New York City Mayor Eric Adams has called on the city’s businesses to require unmasking upon entry. The move comes as authorities have noted mask-wearing in public places has made it easier for criminals to obscure their identities.
“We are putting out a clear call to all of our shops, do not allow people to enter the store without taking off their face mask,” Adams said in a recent radio interview with 1010 WINS. “And then once they’re inside, they can continue to wear if they so desire to do so. But we need to use the technology we have available to identify those shoplifters and those who are committing serious crimes.”

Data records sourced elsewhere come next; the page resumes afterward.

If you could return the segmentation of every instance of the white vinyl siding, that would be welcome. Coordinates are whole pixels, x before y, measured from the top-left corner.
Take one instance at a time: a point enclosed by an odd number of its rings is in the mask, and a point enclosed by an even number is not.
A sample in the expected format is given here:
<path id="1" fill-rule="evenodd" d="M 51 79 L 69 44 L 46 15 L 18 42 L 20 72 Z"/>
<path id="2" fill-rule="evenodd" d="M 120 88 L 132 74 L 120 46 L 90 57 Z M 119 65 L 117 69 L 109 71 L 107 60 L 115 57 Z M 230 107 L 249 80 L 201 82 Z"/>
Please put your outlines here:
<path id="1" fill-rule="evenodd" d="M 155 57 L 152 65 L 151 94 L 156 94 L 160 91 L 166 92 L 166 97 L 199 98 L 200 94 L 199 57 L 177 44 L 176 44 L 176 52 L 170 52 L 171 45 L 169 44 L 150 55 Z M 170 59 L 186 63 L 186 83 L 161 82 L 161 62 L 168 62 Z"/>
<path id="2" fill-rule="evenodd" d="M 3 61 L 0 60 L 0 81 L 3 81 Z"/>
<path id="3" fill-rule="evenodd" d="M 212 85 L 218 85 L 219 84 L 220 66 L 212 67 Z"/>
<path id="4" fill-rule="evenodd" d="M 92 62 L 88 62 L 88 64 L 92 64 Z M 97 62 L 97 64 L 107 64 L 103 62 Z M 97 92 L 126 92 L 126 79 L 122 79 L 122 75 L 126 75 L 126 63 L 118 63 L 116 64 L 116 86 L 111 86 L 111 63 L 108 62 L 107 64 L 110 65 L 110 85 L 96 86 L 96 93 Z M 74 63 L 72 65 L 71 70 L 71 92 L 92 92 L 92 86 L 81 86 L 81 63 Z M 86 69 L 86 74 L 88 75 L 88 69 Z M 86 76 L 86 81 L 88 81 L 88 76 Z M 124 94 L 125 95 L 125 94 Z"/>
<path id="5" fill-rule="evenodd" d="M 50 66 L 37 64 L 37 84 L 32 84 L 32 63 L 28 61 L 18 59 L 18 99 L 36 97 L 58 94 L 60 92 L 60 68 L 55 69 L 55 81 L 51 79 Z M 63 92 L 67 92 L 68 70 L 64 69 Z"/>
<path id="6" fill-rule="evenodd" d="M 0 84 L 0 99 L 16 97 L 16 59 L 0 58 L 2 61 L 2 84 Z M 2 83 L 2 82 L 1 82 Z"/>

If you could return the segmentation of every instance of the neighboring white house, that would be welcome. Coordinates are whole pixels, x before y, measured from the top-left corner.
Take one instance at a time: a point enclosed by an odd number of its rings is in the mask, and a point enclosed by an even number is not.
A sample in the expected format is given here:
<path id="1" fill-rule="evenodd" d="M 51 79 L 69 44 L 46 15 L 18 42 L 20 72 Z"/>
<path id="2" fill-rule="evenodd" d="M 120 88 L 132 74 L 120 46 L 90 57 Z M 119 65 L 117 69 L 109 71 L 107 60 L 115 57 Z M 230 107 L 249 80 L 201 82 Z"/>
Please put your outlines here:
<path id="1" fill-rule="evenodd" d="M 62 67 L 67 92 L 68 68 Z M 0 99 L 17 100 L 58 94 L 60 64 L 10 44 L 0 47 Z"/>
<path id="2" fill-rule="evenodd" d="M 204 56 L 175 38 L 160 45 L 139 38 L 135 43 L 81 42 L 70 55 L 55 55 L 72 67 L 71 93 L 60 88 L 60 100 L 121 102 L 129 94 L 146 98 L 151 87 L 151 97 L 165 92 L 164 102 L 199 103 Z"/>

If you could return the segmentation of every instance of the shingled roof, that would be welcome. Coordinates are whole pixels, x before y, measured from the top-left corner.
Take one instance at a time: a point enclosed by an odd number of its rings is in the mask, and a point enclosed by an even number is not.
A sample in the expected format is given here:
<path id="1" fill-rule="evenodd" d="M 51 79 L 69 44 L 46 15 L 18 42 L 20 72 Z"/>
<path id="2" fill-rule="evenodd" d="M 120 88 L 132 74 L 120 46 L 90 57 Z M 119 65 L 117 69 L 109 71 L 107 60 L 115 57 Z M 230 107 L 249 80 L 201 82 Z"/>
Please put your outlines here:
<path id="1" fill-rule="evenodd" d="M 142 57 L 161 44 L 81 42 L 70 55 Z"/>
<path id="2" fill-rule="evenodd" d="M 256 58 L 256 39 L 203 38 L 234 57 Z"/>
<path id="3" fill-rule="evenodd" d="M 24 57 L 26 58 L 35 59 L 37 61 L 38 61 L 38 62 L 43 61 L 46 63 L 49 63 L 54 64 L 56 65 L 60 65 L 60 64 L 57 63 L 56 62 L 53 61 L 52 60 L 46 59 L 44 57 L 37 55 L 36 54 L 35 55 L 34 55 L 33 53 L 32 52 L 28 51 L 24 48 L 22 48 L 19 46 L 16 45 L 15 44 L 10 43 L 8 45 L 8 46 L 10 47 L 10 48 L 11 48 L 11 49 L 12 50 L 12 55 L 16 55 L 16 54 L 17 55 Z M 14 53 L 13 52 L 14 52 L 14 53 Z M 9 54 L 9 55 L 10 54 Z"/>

At a February 28 press conference concerning a jewelry store robbery in which police say a 78-year-old worker was brutally beaten by the suspects — one of them masked — New York City Police Chief Jeffrey Maddrey called on the city’s business community to require unmasking as a “condition of entry”:
The NYPD is here to work with our businesses, but I have to ask our businesses to be just as proactive as well. We’re seeing far too often where people are coming up to our businesses, sometimes with masks, sometimes with masks, hoods, and latex gloves… and then we have a robbery or some kind of property being stolen.
Maddrey explained that unmasking could serve as a “peace offering” to workers.
“As a sign of a peace offering, a sign of safety to those store workers, when we walk in, we should take down our masks,” he explained. “We should let them know that they’re not in any danger, any harm—that we’re customers.”
Fox 5 reported Monday that police had linked the murder of a 67-year-old bodega worker during a robbery to three other robberies. Police say that in each case the suspect was masked.
“I mean at the end of the day if you don’t have nothing to hide,” Nestor Osiris, a resident of the Bronx, opined to the outlet on the unmasking proposal. “[It’s] just doing what they’re asking you to do for the safety of others.”